Rafael Alberti was born December 16, 1902 in Andalusia, and his nostalgia for that region pervades much of his work. His genteel family had fallen on hard times, and Alberti’s schoolmates made him painfully aware of his inferior status. In 1917, the family moved to Madrid, where Alberti devoted himself to painting in the Cubist manner, attaining some recognition. Illness forced him to retire to a sanatorium in the mountains—a stroke of luck, as it happened, for there he subsequently met such luminaries as García Lorca, Salvador Dalí, and Luis Buñuel and began seriously to write poetry. He won the National Prize for Marinero en tierra, his first volume, and thereby gained acceptance into the elite artistic circles of the day. Personal difficulties and an increasing awareness of the plight of his country moved Alberti to embrace communism. In 1930, he married María Teresa León, also a writer, and together they founded the revolutionary journal, Octubre, in 1934.
Alberti’s new political credo enabled him to travel extensively and to encounter writers and artists from all parts of Europe and the Americas. After participating actively in the civil war, he emigrated to Argentina in 1940. There, he began to write for the theater, gave numerous readings, and resumed painting.

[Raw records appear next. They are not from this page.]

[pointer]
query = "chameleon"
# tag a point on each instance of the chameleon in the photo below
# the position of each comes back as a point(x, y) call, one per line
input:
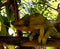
point(36, 23)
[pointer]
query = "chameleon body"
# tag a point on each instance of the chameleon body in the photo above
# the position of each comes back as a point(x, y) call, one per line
point(36, 22)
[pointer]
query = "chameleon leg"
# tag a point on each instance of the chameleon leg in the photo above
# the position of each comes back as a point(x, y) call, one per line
point(47, 34)
point(41, 33)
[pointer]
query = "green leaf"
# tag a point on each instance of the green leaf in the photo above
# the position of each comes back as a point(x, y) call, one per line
point(3, 31)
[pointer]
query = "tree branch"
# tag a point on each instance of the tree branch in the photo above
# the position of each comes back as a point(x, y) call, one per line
point(25, 42)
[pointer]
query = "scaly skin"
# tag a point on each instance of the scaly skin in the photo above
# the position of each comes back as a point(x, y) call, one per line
point(37, 22)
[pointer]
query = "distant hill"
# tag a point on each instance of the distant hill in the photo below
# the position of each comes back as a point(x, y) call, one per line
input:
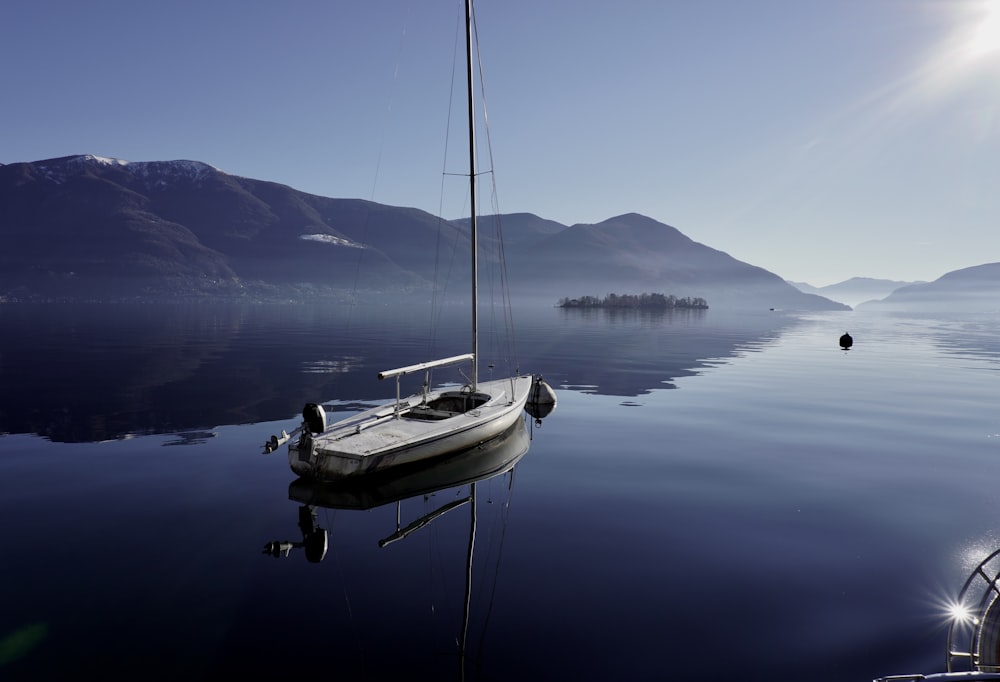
point(97, 228)
point(855, 290)
point(975, 289)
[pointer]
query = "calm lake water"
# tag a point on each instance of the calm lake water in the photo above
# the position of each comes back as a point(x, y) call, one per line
point(716, 494)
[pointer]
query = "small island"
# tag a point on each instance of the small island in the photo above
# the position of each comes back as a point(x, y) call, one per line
point(636, 301)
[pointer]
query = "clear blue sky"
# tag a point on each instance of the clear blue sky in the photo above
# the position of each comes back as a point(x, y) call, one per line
point(819, 139)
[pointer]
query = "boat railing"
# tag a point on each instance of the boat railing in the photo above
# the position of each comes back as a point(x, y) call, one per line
point(400, 372)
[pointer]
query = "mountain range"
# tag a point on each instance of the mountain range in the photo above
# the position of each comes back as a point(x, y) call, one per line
point(88, 227)
point(974, 289)
point(855, 290)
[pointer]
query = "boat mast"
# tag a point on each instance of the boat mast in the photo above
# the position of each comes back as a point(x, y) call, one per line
point(472, 194)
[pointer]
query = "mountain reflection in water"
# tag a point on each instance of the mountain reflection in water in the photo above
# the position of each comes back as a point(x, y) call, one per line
point(82, 373)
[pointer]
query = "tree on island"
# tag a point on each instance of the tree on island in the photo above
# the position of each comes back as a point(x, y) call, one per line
point(635, 301)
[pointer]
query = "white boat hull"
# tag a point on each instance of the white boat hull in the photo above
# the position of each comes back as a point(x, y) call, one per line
point(394, 435)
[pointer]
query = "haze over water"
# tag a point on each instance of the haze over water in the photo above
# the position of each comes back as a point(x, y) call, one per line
point(716, 492)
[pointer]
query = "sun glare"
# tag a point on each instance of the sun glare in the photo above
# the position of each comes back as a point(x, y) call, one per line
point(986, 34)
point(961, 614)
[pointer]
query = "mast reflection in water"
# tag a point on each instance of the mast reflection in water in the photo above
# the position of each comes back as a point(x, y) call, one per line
point(461, 472)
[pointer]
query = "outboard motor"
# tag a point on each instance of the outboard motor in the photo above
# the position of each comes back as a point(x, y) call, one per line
point(314, 417)
point(541, 399)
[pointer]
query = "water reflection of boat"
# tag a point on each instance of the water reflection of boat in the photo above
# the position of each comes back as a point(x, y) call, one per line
point(972, 650)
point(486, 461)
point(479, 463)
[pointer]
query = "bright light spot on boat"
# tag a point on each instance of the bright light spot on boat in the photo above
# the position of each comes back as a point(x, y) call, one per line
point(960, 614)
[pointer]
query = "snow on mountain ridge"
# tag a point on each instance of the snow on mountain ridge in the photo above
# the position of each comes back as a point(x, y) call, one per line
point(58, 170)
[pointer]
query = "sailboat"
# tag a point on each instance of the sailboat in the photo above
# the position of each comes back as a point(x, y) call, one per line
point(972, 648)
point(442, 479)
point(432, 423)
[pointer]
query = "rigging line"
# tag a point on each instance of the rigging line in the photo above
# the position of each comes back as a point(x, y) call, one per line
point(365, 219)
point(495, 203)
point(437, 297)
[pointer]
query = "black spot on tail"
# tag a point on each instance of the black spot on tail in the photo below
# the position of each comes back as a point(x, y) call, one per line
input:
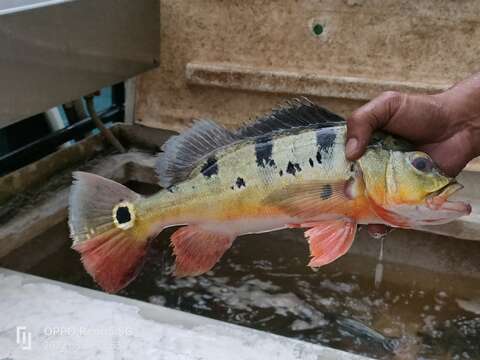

Hard work and fatherhood—his daughter Aitana was born in 1941—preserved Alberti from embittered paralysis, and his production of poetry never slackened. Indeed, many of his readers believe that he reached his peak in the late 1940’s.
In 1964, Alberti moved to Rome, where he lived until 1977, when he was finally able to return to Spain, after almost thirty-eight years in exile. He was welcomed by more than three hundred communists carrying red flags as he stepped off the airliner. “I’m not coming with a clenched fist,” he said, “but with an open hand.” He enjoyed a resurgence of popularity upon his return and proceeded to run for the Cortes, giving poetry readings instead of speeches, and won. Alberti resigned his seat after three months in order to devote himself to his art. He became a well-respected literary figure in his last two decades in Spain; the lost Andalusian had returned home. He died there on October 28, 1999 from a lung ailment; he was ninety-six years old.